Kates Nick, Mach Michele
Department of Psychiatry and Behavioural Neurosciences, McMaster University, Hamilton, Ontario.
Can J Psychiatry. 2007 Feb;52(2):77-85. doi: 10.1177/070674370705200202.
To review randomized controlled trials (RCTs) evaluating chronic disease management models for depression in primary care and to look at the implications for clinical practice in Canada.
We reviewed all RCTs conducted between 1992 and 2006, including other reviews and analyses of pooled data. Using various search terms, we searched PsycINFO, Cinahl (1982 to May 2005), MEDLINE (1995 to 2005), EMBASE, The Cochrane Library, and PubMed.
There is conclusive evidence for the benefits of changing systems of care delivery to support the more effective management of depression in primary care. Most studies have demonstrated improved outcomes in terms of symptom reduction, relapse prevention, functioning in the community, adherence to treatment, community and workplace involvement, and satisfaction with care received.

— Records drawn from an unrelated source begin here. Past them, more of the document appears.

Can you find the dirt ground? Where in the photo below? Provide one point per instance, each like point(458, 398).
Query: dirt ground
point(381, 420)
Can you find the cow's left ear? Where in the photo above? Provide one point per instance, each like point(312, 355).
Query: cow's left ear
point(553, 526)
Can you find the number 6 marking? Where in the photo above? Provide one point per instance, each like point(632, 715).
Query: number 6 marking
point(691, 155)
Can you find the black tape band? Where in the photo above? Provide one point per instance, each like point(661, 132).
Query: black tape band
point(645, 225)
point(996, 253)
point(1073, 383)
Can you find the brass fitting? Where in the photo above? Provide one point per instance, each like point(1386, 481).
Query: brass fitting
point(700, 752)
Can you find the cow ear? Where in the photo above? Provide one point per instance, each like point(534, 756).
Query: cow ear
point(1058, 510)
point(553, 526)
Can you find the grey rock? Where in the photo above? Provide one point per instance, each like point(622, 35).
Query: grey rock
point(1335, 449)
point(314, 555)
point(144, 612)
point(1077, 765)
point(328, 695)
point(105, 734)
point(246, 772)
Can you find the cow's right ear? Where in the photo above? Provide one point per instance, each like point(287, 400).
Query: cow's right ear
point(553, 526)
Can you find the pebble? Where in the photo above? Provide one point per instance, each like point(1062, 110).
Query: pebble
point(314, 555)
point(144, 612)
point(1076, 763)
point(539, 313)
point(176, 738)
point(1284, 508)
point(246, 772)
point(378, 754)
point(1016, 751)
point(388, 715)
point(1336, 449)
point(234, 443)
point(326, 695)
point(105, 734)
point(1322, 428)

Primary care practices need to examine how they can incorporate different concepts and models for managing depression. Components to consider include case registries, care managers or coordinators, treatment algorithms, follow-up and monitoring after a treated episode, care and relapse prevention plans, visits by psychiatrists, and training and ongoing education for all providers.
回顾评估初级保健中抑郁症慢性病管理模式的随机对照试验(RCT),并探讨其对加拿大临床实践的影响。
我们回顾了1992年至2006年间开展的所有随机对照试验,包括对汇总数据的其他综述和分析。我们使用各种检索词,在PsycINFO、Cinahl(1982年至2005年5月)、MEDLINE(1995年至2005年)、EMBASE、Cochrane图书馆和PubMed中进行检索。
有确凿证据表明,改变护理提供系统有助于在初级保健中更有效地管理抑郁症。大多数研究表明,在症状减轻、预防复发、社区功能、治疗依从性、社区和工作场所参与度以及对所接受护理的满意度方面,结果有所改善。
初级保健机构需要审视如何将不同理念和模式纳入抑郁症管理中。需要考虑的要素包括病例登记、护理经理或协调员、治疗算法、治疗后随访和监测、护理及预防复发计划、精神科医生出诊,以及为所有医护人员提供培训和持续教育。